Artificial intelligence is the buzzword of our time, with technologists insisting that every organisation should be making use of AI to remain competitive. But what if adopting AI also makes you more vulnerable to a damaging cyber attack? That is the fear of a growing number of cyber security experts, who warn that the nature of AI tools and applications, including generative AI platforms, means they have blind spots that fraudsters and criminals could exploit – with disastrous consequences.
Enter SydeLabs, a San Francisco-based start-up launched earlier this year to tackle exactly this problem – and which is today announcing the successful completion of a $2.5 million seed funding round. “The rise of AI makes it essential that we think more deeply about how to prevent AI applications going rogue,” says Ankita Kumari, who co-founded the business with Ruchir Patwa. “We are starting to see a big increase in the number of attackers targeting AI applications specifically.”

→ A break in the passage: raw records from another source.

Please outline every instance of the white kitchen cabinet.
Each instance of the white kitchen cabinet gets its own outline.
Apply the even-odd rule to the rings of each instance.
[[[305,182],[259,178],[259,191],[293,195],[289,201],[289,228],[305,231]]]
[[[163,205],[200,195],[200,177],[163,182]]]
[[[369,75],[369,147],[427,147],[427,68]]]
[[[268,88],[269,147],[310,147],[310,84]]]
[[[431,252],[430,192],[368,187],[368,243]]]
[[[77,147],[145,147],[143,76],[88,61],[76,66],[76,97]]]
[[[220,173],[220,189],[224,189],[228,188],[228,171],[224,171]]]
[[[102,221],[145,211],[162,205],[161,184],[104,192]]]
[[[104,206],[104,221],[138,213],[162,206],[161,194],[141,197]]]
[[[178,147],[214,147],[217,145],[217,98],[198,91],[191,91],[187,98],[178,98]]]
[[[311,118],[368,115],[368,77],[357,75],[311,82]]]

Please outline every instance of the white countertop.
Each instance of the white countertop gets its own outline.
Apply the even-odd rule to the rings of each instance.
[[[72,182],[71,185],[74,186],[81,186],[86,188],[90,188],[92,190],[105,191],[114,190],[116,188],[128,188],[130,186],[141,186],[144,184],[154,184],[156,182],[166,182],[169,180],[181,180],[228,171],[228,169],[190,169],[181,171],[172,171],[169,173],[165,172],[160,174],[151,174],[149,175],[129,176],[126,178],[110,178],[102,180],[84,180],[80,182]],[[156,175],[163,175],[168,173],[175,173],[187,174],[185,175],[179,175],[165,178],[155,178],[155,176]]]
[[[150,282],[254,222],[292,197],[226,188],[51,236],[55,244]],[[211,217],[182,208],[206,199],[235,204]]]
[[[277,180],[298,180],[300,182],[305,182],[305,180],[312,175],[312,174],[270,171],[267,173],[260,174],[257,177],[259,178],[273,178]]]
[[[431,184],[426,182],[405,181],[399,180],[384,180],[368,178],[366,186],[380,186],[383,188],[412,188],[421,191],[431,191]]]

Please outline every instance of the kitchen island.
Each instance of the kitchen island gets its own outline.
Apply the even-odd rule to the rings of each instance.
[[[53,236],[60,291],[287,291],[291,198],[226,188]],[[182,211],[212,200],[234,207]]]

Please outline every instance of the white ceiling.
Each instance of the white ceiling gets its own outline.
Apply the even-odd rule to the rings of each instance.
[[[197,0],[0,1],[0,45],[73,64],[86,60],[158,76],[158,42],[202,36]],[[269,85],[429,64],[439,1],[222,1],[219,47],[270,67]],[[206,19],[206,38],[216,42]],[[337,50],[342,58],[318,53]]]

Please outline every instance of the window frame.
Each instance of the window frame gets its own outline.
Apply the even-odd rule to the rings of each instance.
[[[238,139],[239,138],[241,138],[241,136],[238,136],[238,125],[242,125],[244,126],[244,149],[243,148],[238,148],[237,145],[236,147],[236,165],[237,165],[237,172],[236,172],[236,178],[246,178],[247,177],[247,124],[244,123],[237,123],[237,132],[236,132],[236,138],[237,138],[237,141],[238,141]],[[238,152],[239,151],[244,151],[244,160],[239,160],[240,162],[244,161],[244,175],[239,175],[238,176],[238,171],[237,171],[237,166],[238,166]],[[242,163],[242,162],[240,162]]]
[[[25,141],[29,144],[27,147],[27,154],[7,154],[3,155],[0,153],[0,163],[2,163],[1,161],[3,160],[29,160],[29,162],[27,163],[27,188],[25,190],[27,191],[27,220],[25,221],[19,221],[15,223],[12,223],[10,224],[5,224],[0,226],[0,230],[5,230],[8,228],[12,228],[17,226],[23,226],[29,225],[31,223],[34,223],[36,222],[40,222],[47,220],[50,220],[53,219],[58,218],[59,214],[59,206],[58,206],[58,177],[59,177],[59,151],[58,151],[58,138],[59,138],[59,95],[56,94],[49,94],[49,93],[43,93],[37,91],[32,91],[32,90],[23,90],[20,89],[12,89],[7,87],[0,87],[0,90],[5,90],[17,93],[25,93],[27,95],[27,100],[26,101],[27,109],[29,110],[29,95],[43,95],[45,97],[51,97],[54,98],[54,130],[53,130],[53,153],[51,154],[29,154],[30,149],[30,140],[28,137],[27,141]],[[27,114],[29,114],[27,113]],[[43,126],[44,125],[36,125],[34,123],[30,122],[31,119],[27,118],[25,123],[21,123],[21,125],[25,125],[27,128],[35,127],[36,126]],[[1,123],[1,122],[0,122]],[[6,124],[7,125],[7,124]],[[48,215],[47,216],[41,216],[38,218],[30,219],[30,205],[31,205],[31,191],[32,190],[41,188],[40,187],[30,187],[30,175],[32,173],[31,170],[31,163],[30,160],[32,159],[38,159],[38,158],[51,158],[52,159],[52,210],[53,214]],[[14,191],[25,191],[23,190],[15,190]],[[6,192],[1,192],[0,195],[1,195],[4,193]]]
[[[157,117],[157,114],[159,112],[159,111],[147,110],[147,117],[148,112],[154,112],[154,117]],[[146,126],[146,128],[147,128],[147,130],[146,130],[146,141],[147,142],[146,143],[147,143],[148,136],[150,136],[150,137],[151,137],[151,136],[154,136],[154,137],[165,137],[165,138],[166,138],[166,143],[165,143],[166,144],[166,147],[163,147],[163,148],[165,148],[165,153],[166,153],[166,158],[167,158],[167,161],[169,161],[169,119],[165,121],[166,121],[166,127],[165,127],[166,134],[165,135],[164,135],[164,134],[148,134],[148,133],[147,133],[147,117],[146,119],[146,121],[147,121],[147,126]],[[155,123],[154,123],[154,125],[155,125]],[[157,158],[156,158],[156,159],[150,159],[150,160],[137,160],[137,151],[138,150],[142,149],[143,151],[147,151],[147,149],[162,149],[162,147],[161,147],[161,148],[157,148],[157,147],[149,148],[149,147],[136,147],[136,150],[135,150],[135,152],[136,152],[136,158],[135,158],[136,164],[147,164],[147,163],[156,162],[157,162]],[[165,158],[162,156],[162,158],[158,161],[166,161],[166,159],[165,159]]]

She’s not the first to sound the alarm. Research specialist Verdict tipped the nascent market for cyber security solutions aimed at protecting AI applications as one to watch last summer, particularly as regulation of AI tools and products continues to increase. Groups such as Stack Overflow have warned that AI applications are providing bad actors with an increasingly large surface area to attack. It could be possible to interfere with the decisions made by AI models, for example, or to access the sensitive data on which these models have been trained.
SydeLabs has developed two products that give enterprises and other AI users an opportunity to fight back. Its Sydebox solution, now being used by around 15 early-adopting customers, enables organisations to scan their AI applications to identify vulnerabilities that an attacker might exploit so these can be addressed. Kumari says the organisations using this software have already found more than 15,000 potential weak points in 50 different applications they have deployed.
SydeGuard, the company’s second application, will be launched in the coming weeks, and will provide organisations with a means to detect live attacks on their AI systems. The software works by assigning a risk score to each interaction with the system; the organisation can set a threshold above which it is notified of such interactions so that it can take action accordingly.
AI applications require a different approach to the way in which traditional cyber threats are detected, Kumari says. “Traditionally, security has mostly relied on pattern-based approaches for detecting both vulnerabilities and attacks,” she says. “That approach does not work for generative AI applications – the intent of the user matters more than the exact input of the user.”
It’s an issue that the large cyber security product providers recognise, Kumari says, but one where they find it difficult to move with the speed required given the rapidly evolving threat, with new problems emerging in real time. Smaller providers offer greater agility, she argues.
That is driving something of a race to become the product provider of choice, with several possible distribution channels in play. Kumari is keen to sell SydeLabs’ products to enterprise customers on a standalone basis, but also sees commercial potential in partnerships with established cyber security players and with AI application designers.
Rivals to SydeLabs include firms such as Lakera and Prompt Security, which have also developed cyber security solutions designed specifically for AI applications.
SydeLabs is therefore anxious to continue innovating at pace, with plans for a third product launch in the coming months to help organisations identify their compliance gaps as regulation steps up.
Today’s fundraising will support this rush to innovate, with the new capital earmarked for research and development. The round was led by RTP Global, with participation from Picus Capital and a number of angel investors.
“SydeLabs is setting new standards for AI applications that are as secure as they are ground breaking,” says Galina Chifina, a partner on RTP Global’s Asia Investment team. “SydeLabs’ approach to AI security showcases the kind of forward-thinking application of technology we champion at RTP.”